『木馬座』スタート!
神戸100年映画祭の総合プロデューサーだった伊良子序(いらこはじめ)さんの知のオアシス『木馬座』がスタートします!
その昔、劇場のロビーにはサロンがあった。映画や音楽、芝居の余韻の中でみんなが自然に交流した。孤独な現代人が忘れかけている心のオアシスをもう一度芽生えさせたい。そんなささやかな願いをこめて、文化のたまり場「木馬座」がスタートします。
伊良子序(いらこ・はじめ=フリージャーナリスト)
vol.1 「デュラスと映画~あまりにフランス的な」
■日時 2018.8.29.水 午後2時〜5時
■場所 MOKUBA’S TAVERN
神戸市中央区北長狭通3丁目12-14ザ・ベガ・トアロード
078-391-2505
■料金 1,500円(ワンドリンク付)
■お話 伊良子序
第一回の鑑賞作品は、フランス映画の「雨のしのび逢い」。ヌーボーロマンの旗手、マルグリット・デュラスの小説「モデラート・カンタービレ」が原作の、静かな大人の恋愛映画を鑑賞し、デュラスが試みた文学と映像のコラボについて語る。
「雨のしのび逢い」
原作: マルグリット・デュラス 「モデラート・カンタービレ」
1960年フランス映画
監督ピーター・ブルック(英)
脚本マルグリット・デュラス
撮影アルマン・ティラール
音楽ディアベリのソナチネ
出演ジャンヌ・モロー (カンヌ映画祭主演女優賞)
ジャン=ポール・ベルモンド
フランス映画のヌーベルヴァーグと文学のヌーボーロマンは密接に関係していた。その橋渡し役をもっとも積極的に担ったのは女性作家で後に映画も監督したマルグリット・デュラスであった。「二十四時間の情事」や「かくも長き不在」など名作映画のダイアローグを書いたのもデュラスで、彼女は映像的なエクリチュール(文体)に強く惹かれていた。
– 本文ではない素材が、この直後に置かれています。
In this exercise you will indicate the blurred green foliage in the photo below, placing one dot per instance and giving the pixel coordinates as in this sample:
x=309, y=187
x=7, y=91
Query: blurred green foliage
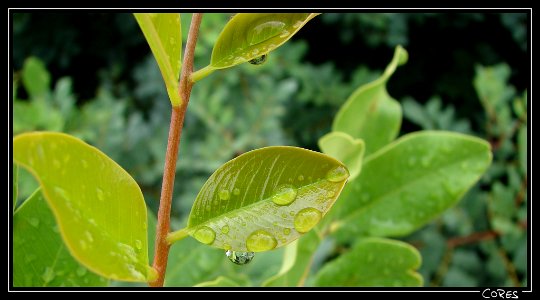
x=93, y=76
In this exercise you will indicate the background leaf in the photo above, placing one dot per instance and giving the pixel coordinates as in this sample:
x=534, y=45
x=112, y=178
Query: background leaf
x=250, y=35
x=40, y=257
x=373, y=262
x=297, y=261
x=344, y=148
x=266, y=198
x=370, y=113
x=99, y=208
x=163, y=33
x=411, y=181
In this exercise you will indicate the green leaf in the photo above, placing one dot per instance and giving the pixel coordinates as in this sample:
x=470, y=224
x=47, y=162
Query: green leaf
x=15, y=184
x=373, y=262
x=249, y=36
x=99, y=208
x=218, y=282
x=35, y=77
x=266, y=198
x=344, y=148
x=371, y=113
x=40, y=257
x=297, y=261
x=164, y=35
x=411, y=181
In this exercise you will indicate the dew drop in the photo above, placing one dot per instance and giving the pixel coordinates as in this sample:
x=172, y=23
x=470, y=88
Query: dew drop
x=225, y=229
x=259, y=60
x=48, y=275
x=224, y=195
x=80, y=271
x=337, y=174
x=100, y=194
x=239, y=258
x=306, y=219
x=138, y=244
x=34, y=222
x=284, y=195
x=205, y=235
x=260, y=240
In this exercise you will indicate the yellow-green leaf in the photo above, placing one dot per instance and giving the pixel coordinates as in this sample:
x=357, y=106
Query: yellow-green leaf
x=249, y=36
x=266, y=198
x=40, y=257
x=344, y=148
x=164, y=35
x=98, y=206
x=373, y=262
x=371, y=113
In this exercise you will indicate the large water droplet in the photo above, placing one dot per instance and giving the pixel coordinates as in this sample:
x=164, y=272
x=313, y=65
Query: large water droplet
x=284, y=195
x=205, y=235
x=260, y=240
x=306, y=219
x=337, y=174
x=239, y=258
x=34, y=222
x=224, y=195
x=225, y=229
x=259, y=60
x=48, y=275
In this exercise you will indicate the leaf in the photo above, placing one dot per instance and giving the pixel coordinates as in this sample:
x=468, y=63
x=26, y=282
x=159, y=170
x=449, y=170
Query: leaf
x=218, y=282
x=373, y=262
x=99, y=208
x=15, y=190
x=297, y=261
x=163, y=33
x=411, y=181
x=250, y=35
x=344, y=148
x=40, y=257
x=35, y=77
x=265, y=198
x=371, y=113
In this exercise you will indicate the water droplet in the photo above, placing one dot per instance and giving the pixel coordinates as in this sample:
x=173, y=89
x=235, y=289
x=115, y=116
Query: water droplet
x=138, y=244
x=80, y=271
x=259, y=60
x=284, y=195
x=260, y=240
x=240, y=258
x=205, y=235
x=306, y=219
x=337, y=174
x=48, y=275
x=224, y=195
x=34, y=222
x=225, y=229
x=89, y=236
x=101, y=194
x=425, y=161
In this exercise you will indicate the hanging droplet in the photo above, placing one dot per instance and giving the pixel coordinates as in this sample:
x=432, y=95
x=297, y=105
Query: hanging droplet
x=259, y=60
x=240, y=258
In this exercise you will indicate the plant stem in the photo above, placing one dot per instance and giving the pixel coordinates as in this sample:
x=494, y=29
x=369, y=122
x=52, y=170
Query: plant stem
x=175, y=132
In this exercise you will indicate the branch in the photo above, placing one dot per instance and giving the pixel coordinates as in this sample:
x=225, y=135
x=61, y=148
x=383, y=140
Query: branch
x=161, y=253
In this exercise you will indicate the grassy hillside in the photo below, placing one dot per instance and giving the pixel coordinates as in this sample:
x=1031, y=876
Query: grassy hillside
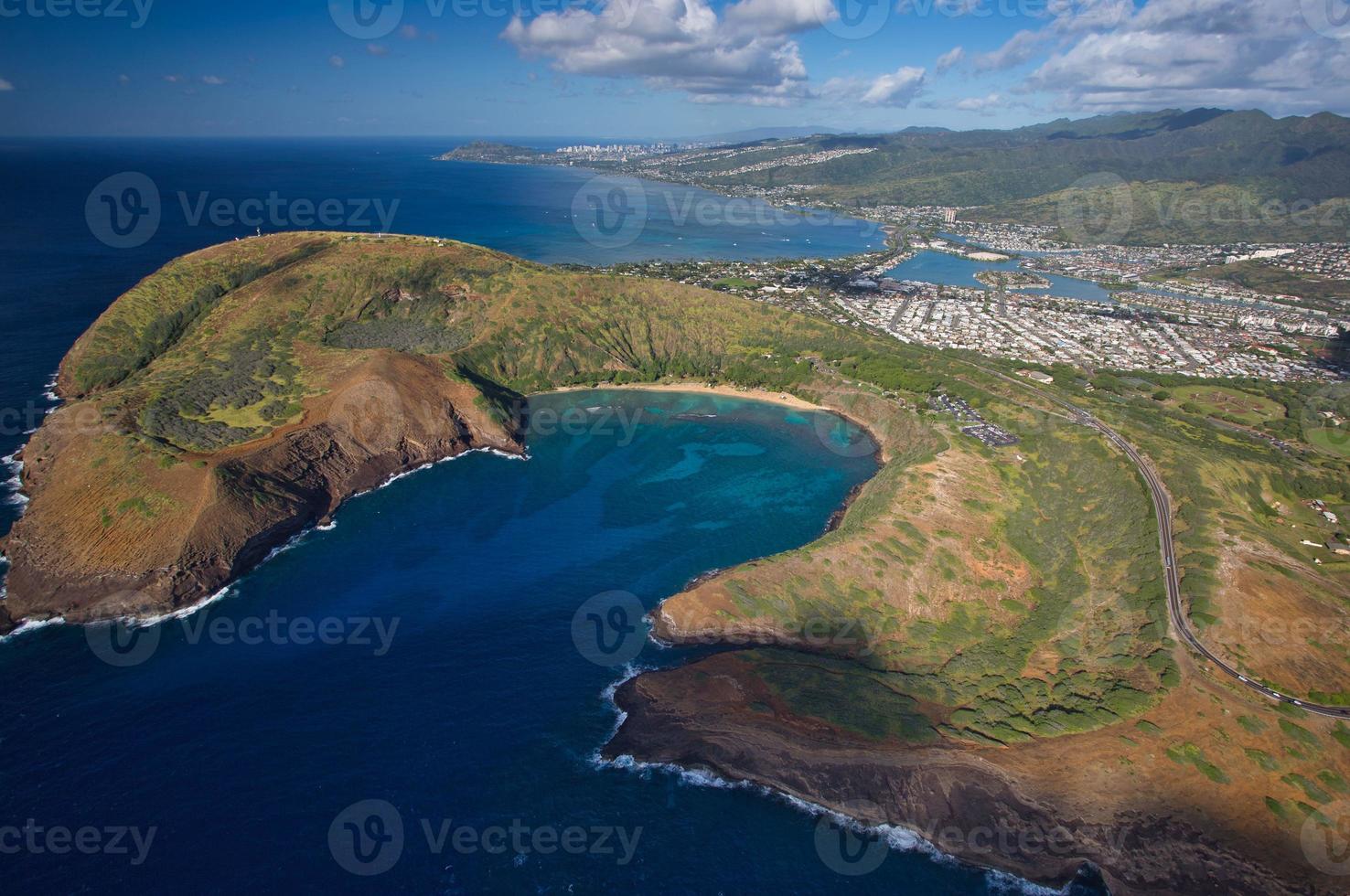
x=1203, y=176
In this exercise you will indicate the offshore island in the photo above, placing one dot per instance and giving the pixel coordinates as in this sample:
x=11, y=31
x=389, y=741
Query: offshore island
x=981, y=643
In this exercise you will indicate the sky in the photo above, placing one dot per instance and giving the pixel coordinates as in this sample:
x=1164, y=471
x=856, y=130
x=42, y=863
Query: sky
x=649, y=69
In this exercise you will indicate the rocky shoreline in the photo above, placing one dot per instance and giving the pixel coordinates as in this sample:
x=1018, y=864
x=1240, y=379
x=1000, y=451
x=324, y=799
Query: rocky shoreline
x=700, y=717
x=394, y=414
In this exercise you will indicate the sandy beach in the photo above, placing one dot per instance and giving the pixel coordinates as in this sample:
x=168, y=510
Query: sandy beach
x=731, y=391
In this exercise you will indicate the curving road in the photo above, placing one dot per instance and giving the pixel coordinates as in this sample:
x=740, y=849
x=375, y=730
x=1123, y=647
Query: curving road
x=1162, y=509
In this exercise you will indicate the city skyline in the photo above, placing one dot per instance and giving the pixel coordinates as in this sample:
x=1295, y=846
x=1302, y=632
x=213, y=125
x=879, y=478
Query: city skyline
x=649, y=68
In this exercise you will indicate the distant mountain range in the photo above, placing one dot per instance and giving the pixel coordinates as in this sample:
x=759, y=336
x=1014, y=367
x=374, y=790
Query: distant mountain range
x=1205, y=176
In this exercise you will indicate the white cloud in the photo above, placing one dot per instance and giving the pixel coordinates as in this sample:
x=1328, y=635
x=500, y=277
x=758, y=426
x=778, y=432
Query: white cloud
x=1018, y=48
x=895, y=90
x=949, y=59
x=1191, y=53
x=745, y=56
x=899, y=88
x=984, y=104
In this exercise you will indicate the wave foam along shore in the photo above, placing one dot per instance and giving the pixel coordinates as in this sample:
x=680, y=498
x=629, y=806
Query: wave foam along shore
x=28, y=626
x=901, y=839
x=219, y=595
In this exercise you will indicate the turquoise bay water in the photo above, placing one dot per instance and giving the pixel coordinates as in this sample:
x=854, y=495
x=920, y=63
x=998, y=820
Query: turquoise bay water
x=481, y=710
x=929, y=266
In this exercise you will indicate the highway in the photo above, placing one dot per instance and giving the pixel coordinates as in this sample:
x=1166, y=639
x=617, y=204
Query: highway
x=1162, y=509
この作品の原作となった小説「モデラート・カンタービレ」は音楽用語で「普通のはやさで歌うように」の意味。まさに物語の進行をそのまま表している。
そのデリケートなテンポを正確に捉えたティラールのカメラワークは秀逸。なお、フランスを代表する大スターのモローとベルモンドが共演したのは、意外なことにこの一作のみである。